Inspired by #100DaysOfCode, I've decided to challenge myself into becoming a Data Engineer by studying and building Data/ML pipeline for 10-12 hours every day for the next 60 days. This started today 3rd of September and should be finished by 4th of November, 2019. My focus will be on ML/DL pipeline and Data Engineering tools around it such as KubeFlow, Apache Airflow, Apache Spark, Apache Kafka, and Tensorflow. I will document my progress on Github and update daily logs in LinkedIn.

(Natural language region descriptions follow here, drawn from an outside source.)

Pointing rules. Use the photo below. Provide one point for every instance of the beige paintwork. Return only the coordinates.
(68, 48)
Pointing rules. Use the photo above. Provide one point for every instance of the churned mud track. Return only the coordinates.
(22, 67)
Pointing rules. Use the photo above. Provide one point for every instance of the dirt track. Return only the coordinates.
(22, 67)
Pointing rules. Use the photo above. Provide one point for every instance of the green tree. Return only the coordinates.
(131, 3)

Today's Progress: Today was no a productive day. Only finish Week 1 content of Natural Language Processing with Tensorflow course.
Thoughts: I am excited and looking forward to start Insight Data Engineering Fellows Program on September 9th 2019.
Today's Progress: Today I finished the Introduction to TensorFlow for Artificial Intelligence, Machine Learning, and Deep Learning course on Coursera.
Thoughts: It was not a difficult course. However, it gave me a solid understanding of Tensorflow 2.0 API and Convolutional Neural Networks (ConvNets). Building some simple image classifiers were fun.
Useful Links:
👉 Introduction to TensorFlow for Artificial Intelligence, Machine Learning, and Deep Learning https://www.coursera.org/learn/introduction-tensorflow
👉 Fashion MNIST with Keras and TPUs https://research.google.com/seedbank/seed/fashion_mnist_with_keras_and_tpus
👉 Understanding Convolutions https://colah.github.io/posts/2014-07-Understanding-Convolutions/
Today's Progress: Today I started TensorFlow in Practice Specialization from deeplearning.ai
. I am in week 4 of Introduction to TensorFlow for Artificial Intelligence course.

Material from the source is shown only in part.